DON’T HESITATE, JUST (VAN) GOGH

IN case we needed a reason for a new show of Vincent van Gogh, try this: He was the father of the German Expressionist movement.

OK, we’ll bite – especially when that’s the hook of a wonderful exhibit like the one at the Neue Galerie.

On display in this elegant museum (home to the $135 million Gustav Klimt) are 80 paintings and drawings – more than a third of them van Gogh’s – paired with works by the German, Austrian and Russian artists inspired by his broken brush strokes, vivid stabs of color and tormented life.

“He’s the single most powerful influence on that whole trend of modern art,” says the show’s curator, Jill Lloyd, who pronounces van Gogh the Dutch way, like a strangled cough.

The challenge, she says, was persuading private collectors and the venerable Van Gogh Museum in Amsterdam to part with their art for three months. (Solution: The Neue lent the Amsterdam museum its own German and Austrian works for a similar exhibit.)

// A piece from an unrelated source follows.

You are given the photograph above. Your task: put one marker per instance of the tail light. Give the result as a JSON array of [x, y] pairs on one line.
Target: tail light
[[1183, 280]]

And so, hanging alongside van Gogh’s “The Bedroom,” with its simple bed, chair and wash stand, is Egon Schiele’s equally spartan “The Artist’s Bedroom in Neulengbach,” painted 22 years later, only in more somber colors.

Elsewhere hang several van Gogh self-portraits and landscapes – both the well-known and the rarely seen, like the surprisingly cheerful “Corner of a Garden with Flowers and Butterflies” he painted in 1889, shortly before his death – displayed beside eerily similar works by Klimt, Schiele, Oskar Kokoschka and others.

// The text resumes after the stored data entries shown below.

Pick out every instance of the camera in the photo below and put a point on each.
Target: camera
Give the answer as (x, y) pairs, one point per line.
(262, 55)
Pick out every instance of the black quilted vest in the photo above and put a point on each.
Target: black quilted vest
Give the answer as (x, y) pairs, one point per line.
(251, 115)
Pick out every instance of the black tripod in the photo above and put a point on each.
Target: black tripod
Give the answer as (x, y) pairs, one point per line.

The show is minimalist to a fault – one would like to know at least the gist of the letters, written in German, on display here – but that’s a small price to pay for seeing so many masterpieces in such an intimate space.

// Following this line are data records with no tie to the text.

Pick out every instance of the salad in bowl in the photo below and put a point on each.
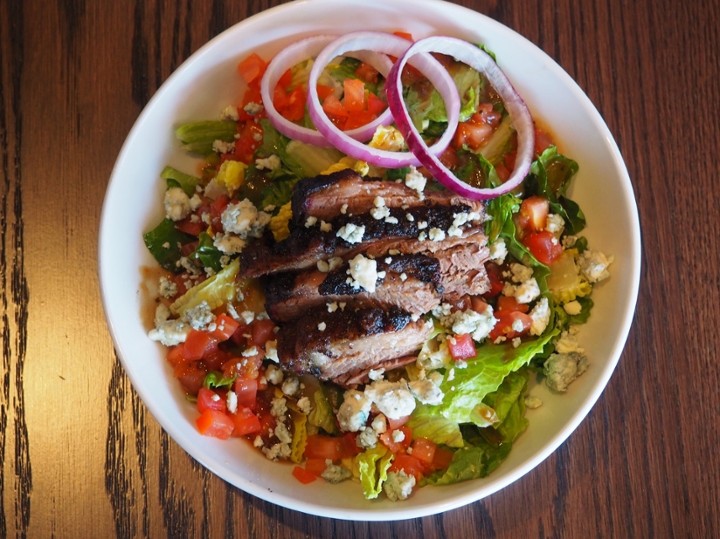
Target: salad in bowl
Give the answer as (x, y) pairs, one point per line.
(368, 267)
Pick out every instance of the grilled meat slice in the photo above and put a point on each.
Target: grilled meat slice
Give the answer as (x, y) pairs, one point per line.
(410, 282)
(330, 345)
(346, 192)
(352, 379)
(415, 230)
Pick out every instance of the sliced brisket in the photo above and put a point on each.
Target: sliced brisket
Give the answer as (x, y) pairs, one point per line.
(328, 196)
(330, 345)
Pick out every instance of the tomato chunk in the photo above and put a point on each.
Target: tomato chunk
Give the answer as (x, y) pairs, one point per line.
(210, 400)
(215, 423)
(543, 246)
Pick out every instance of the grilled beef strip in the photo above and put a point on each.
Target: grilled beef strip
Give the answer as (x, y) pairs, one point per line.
(353, 379)
(416, 283)
(330, 345)
(411, 282)
(306, 245)
(328, 196)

For many people, though, the most indelible image may be the photo of the artist himself: a big, black-and-white blow-up that hangs on the second-floor landing. Here is van Gogh as he actually looked at age 19: cleanshaven and clearly uncomfortable, with a faraway look in his eyes.

We don’t know what he’s seeing – we can only savor what he’s shown us.

“Van Gogh and Expressionism” is on view Thursdays through Mondays through July 2 at the Neue Galerie, 1048 Fifth Ave., at 86th Street. Children under 12 are not admitted; those under 16 must be accompanied by an adult.